Tech UPTechnologyHow rare can life be in the universe?

How rare can life be in the universe?

In Jack Williamson’s 1934 science-fiction story Born of the Sun, the Sun splits open as an immense cosmic egg from which a strange and gigantic being is born. In the movie The Blob (1958) Steve McQueen faced a shapeless, carnivorous, gelatinous-looking being that arrived from space aboard a meteorite.

Science fiction and, above all, cinema, usually show us alien life forms with a suspiciously terrestrial appearance and looking like giant insects, as in the movie Starship Troopers, loosely based on the homonymous masterpiece by the great Robert A. Heinlein.

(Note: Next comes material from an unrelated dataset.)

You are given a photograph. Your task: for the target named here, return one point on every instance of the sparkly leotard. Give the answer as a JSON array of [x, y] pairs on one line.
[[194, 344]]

Saving the obvious distances , can we imagine, with science in hand, to what extent life in the universe can be strange? The famous astronomer and popularizer Carl Sagan proposed throughout his career strange ideas about life in the universe: from organic molecules and microbes hidden on the surface of the Moon to that creatures the size of polar bears could inhabit Mars. But the most exotic was published in the scientific journal Astrophysical Journal Supplement in 1976 together with Edwin Salpeter -one of the great scholars of stellar evolution- before the arrival of the Pioneer 10 probe to Jupiter. Both imagined an entire ecosystem in the atmosphere joviana – which they considered to be an immense laboratory of prebiotic chemistry – similar to the one in our oceans. Taking their speculations to the limit, they imagined beings shaped like huge hot air balloons living inside the clouds – from which they would extract their food – while missile-shaped predators fed on them.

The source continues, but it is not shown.